That’s an interesting marketing pitch: AI will make you more creative, more analytical, more expressive, more productive, more collaborative.
There’s trade-offs here. In my experience, having someone write a synthesis for me is skipping the work. Writing the synthesis is the work. Creating a synthesis for dissemination is but the byproduct of creating a synthesis in my own head and heart that I can believe in.
And this idea of AI making you “more collaborative in Teams”? Collaboration is about relational exchanges, cooperation, and connection. Writing a product strategy update for your team takes into consideration the individual circumstances, unspoken doubts, and historical context of the individuals on your team — not just the emails and messages the computer parsed (AI can’t synthesize what hasn’t been captured). Writing is a moment for self-reflection, for providing the space and time necessary for the conception of thoughts or feelings that can change your heart or mind. Offloading that task to AI is not necessarily a net-gain, it is a trade-off. One to make consciously.

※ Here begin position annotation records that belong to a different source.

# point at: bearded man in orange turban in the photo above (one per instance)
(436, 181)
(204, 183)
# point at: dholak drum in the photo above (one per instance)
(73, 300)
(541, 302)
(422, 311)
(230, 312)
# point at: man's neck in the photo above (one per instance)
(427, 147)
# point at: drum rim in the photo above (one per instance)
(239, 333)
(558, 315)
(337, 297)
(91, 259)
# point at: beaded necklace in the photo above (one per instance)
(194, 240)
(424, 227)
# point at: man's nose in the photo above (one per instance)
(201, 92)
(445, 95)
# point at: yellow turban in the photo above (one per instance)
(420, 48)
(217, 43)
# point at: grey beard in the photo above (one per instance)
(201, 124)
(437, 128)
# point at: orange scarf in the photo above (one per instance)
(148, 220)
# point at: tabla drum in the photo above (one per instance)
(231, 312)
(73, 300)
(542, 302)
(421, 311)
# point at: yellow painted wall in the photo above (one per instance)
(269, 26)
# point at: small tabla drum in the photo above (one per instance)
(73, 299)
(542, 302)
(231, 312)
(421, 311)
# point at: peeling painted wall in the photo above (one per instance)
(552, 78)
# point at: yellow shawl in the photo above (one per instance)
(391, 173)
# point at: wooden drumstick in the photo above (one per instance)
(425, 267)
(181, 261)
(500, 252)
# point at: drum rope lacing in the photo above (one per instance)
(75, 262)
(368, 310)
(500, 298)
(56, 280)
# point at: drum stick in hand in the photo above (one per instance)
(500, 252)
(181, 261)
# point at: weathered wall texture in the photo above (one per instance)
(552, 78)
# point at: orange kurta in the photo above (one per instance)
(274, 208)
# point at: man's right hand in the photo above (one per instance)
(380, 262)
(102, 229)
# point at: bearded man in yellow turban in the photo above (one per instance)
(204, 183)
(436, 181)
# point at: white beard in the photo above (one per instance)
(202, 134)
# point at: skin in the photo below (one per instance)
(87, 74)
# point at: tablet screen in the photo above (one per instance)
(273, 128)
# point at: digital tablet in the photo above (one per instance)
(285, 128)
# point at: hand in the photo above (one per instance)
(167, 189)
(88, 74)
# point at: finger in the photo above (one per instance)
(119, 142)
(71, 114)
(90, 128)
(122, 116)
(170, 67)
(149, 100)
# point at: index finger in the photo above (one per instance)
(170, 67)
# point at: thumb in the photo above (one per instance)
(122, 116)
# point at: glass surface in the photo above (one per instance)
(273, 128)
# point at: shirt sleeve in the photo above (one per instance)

The most rewarding work I’ve done always originated outside of my tools. My satisfaction of feeling collaborative, or creative, or expressive, or ____ came about first outside any given tool.
Sometimes, I’m ok struggling in Word, in Teams, in PowerPoint, in tool ____ because if I’m struggling it means I don’t know the path forward yet. And figuring out the path, not being told the path, has always been the rewarding part.